'I'll be there with bells on'
Early 19th-century Conestoga wagons used to arrive at their destination with bronze bells ringing, giving rise to this expression meaning "ready and eager." And with good reason. Conestoga wagons were those heavy, covered, broad-wheeled vehicles that carried American pioneers westward across seas of prairie grass. These "prairie schooners" also carried manufactured goods west and could return eastward carrying as much as eight tons of raw material. Wagon drivers were happy to arrive - east or west - with bells ringing.
According to word sleuth Robert Hendrickson, the Conestoga wagons are also responsible for traffic moving on the right side of the road in the United States rather than on the left, as in Britain. Conestogas were best directed from the left-hand seat and had a clear view ahead only when driven on the right side of the road. Once other drivers followed ruts made by the heavy wagons, habit became law.
My own little 'cubby'
Could this word for a storage place have developed from the den of a bear or a fox? A place for cubs? No.
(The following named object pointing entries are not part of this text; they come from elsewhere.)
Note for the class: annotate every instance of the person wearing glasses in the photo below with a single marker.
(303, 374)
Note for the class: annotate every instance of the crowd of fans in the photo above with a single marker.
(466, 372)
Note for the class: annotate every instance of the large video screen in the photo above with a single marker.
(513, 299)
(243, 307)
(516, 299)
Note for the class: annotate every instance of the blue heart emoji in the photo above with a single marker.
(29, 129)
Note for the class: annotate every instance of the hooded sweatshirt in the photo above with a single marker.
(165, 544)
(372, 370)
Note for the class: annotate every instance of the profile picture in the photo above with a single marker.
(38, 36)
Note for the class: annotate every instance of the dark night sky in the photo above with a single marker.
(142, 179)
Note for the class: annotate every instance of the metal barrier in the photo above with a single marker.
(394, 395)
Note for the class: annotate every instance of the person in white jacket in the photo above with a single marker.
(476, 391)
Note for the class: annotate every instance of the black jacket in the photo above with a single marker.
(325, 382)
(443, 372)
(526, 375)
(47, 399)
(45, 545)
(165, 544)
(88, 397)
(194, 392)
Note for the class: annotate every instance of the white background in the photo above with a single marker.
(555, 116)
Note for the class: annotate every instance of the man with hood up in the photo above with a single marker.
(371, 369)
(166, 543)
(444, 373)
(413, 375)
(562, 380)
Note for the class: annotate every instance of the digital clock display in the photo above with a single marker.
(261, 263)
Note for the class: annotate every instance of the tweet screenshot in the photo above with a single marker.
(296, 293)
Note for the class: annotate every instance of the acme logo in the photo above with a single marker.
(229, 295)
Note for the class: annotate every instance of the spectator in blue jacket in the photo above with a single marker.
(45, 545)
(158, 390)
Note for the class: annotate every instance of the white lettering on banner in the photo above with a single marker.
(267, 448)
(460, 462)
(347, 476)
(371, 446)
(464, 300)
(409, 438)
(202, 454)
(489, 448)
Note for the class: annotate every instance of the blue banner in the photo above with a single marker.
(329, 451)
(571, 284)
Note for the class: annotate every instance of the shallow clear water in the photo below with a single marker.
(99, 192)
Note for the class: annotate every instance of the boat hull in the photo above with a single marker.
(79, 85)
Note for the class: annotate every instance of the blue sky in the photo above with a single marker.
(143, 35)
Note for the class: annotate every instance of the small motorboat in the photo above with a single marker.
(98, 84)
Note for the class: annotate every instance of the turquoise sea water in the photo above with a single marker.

The term comes from rural 16th-century England where small man-made animal shelters like pens, hutches, and coops were called "cubs." In time, a sloop's small cabin or any small closet was called a "cuddy." Both words, according to the Morris Dictionary of Word and Phrase Origins, come from the Anglo-Saxon word "cofa," cave or cell.
Since cubbyhole (a small retreat) was originally used by British children, the authors propose that possibly these two words - "cubby" and "cuddy" - were once the same word, "cub," occasionally mispronounced.